I have, btw, just finished reading “the phoenix project”. Brilliant book! Having lived through pretty much that story a couple of times, the solution is just that simple. Not easy, but simple.

Been around a while, at several big companies, I know most of them will do RPA (they are of course the ones having a blockchain project plodding along), but only a few will go down the “software company” route. It’s kind of tragic.



Because they can’t go straight from A to B, because there are so many audited processes that are tightly coupled to A. So they replace A with B one step at a time, and keep A in sync with B using RPA. When the whole of A is replaced, you turn it off along with the RPA.

The problem comes when RPA stops being a short-term tactic, and starts being a long-term cottage industry. Unfortunately, RPA vendors have a vested interest in keeping A around as long as possible in order to maintain the necessity of their solution.
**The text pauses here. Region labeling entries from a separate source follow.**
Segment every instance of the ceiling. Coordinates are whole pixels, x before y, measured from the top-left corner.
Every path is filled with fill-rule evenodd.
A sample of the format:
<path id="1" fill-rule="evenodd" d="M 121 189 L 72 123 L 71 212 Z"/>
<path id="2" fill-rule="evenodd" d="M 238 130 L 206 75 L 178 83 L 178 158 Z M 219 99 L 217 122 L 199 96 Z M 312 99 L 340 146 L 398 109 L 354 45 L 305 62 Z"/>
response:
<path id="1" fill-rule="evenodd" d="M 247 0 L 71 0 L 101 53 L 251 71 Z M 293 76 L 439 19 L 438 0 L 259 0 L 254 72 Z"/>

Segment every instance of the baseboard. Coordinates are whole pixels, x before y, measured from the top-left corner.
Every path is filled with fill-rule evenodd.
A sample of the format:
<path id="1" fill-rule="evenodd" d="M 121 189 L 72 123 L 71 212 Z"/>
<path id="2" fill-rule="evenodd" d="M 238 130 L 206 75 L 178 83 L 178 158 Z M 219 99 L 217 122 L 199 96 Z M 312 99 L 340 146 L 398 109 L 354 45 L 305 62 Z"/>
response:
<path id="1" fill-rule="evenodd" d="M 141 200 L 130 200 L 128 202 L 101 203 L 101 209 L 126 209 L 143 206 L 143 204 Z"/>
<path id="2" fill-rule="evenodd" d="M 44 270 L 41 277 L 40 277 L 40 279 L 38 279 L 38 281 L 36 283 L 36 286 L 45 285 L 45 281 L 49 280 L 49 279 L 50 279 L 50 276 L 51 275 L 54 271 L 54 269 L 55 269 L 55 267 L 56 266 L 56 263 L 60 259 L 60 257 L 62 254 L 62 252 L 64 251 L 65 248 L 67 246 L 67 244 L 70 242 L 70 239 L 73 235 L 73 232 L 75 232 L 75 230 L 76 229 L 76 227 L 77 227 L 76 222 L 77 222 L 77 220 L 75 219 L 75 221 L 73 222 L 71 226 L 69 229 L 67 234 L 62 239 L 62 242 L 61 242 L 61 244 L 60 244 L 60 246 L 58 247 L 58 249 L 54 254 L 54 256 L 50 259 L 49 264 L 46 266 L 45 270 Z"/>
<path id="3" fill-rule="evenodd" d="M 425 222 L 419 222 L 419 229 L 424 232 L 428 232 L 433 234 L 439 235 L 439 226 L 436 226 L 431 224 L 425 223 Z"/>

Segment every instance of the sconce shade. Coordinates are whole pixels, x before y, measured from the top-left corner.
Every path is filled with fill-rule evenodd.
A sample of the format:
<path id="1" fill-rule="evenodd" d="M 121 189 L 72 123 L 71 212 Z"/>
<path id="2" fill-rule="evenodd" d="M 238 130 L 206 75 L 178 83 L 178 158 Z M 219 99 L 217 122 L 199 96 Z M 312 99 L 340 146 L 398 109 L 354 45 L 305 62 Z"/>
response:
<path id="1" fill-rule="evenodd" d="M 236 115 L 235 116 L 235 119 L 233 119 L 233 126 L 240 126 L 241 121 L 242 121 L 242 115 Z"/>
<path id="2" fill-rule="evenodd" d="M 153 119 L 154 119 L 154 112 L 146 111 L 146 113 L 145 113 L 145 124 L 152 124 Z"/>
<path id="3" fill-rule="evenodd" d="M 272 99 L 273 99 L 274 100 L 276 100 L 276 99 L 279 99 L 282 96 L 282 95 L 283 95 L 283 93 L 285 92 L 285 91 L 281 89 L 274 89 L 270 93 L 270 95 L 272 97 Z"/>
Well, they can’t because they usually don’t really try. Most likely they have outsourced years ago and lost a lot of competency along the way. They have invested heavily on in really crappy software and solving this with something like RPA seems to me like introducing a ginormous footgun/perpetual roadblock. That RPA is not going anywhere soon... Or will it be replaced by the billion dollar, just a bit late, “phoenix project”? The ONE platform that promises speed and agility? That one? :)


There is a competition between RPA and automation by Python ongoing in my workplace. We are low on devs and high on buzzword-susceptible non-technical managers. The argument that it is a lot smarter to hire a few more devs that would add a lot more value to the company, especially given that we have already made significant inroads in 'proper' automation, than pay for a proprietary tool that is essentially an overhyped Selenium browser falls on deaf ears, since learning is hard and klickety klick is simple and easy to outsource. So it goes.


I’m sorry to hear.

The RPA abstraction just seem so fragile and unflexible. I _had_ to build “rpa” like solutions to problems in the late 90s using tools like scriptit, and later vbscript. Crap software have no APIs...

I guess, it’s the same type of companies, still with the same type of software.